Location
- Country: United States

Physical characteristics
- • location: Olympic Mountains
- • location: Pacific Ocean
- • elevation: Sea level
- Length: 25 mi (40 km)
- Basin size: 75 mi^{2} (190 km^{2})
- • average: 397 cu ft/s (11.2 m^{3}/s)

= Hoko River =

River in the U.S. state of Washington

The Hoko River is a river in the U.S. state of Washington. It originates in the foothills of the Olympic Mountains, and runs about 25 mi to the Pacific Ocean through a rugged landscape that has been heavily logged. Its largest tributary is the Little Hoko River, which joins at river mile 3.5 mi. The lower 1 mi of the Hoko River is estuarine. The Hoko watershed supports chinook, chum, coho, and winter steelhead, with over 48 mi of stream miles that provide suitable spawning habitat.

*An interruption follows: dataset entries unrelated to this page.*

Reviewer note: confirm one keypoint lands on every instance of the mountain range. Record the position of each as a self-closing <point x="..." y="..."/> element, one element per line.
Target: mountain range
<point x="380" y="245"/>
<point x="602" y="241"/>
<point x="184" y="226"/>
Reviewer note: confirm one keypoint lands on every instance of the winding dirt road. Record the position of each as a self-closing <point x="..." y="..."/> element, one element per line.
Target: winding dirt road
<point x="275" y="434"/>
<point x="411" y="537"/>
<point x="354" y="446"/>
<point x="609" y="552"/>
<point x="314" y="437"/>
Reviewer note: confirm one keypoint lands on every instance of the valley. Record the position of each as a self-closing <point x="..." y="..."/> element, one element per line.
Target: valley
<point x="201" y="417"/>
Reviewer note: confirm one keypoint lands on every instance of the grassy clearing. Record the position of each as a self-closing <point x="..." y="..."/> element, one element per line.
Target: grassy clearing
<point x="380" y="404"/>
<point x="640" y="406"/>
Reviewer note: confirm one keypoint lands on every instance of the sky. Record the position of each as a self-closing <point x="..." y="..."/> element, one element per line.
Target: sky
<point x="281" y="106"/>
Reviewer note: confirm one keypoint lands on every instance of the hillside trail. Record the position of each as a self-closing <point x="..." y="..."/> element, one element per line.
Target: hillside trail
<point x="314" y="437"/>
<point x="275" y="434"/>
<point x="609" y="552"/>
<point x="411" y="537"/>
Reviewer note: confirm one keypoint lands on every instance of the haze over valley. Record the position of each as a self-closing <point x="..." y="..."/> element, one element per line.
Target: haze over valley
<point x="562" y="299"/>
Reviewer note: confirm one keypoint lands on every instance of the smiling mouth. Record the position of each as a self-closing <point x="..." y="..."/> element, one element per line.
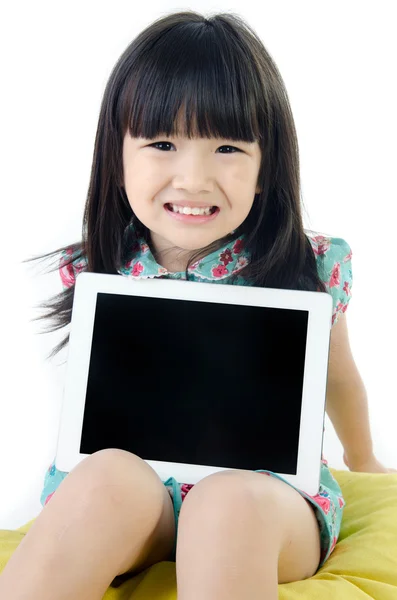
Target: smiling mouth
<point x="195" y="211"/>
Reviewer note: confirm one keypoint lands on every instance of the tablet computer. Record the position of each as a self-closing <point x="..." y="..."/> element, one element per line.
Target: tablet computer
<point x="195" y="378"/>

Because the Hoko River, like the nearby Pysht River, is brushy, full of snags, and often carries tannin stained water, it is known as a "cedar creek".

The name Hoko is of Makah origin and refers to the large projecting rock at the river mouth.

The Hoko River is the namesake of the Late Eocene Hoko River Formation, which was formally described in 1976 by Parke D. Snavely, Jr. et al from outcrops along the river.

Sites along the Hoko River have proved it to be an ideal location for preserving artifacts, bones, antlers, and baskets from the past. Hooks, cordage used for lines, and drying racks made from wood have all been found near the Hoko River sites. These artifacts' production is dated to around 1000 BCE.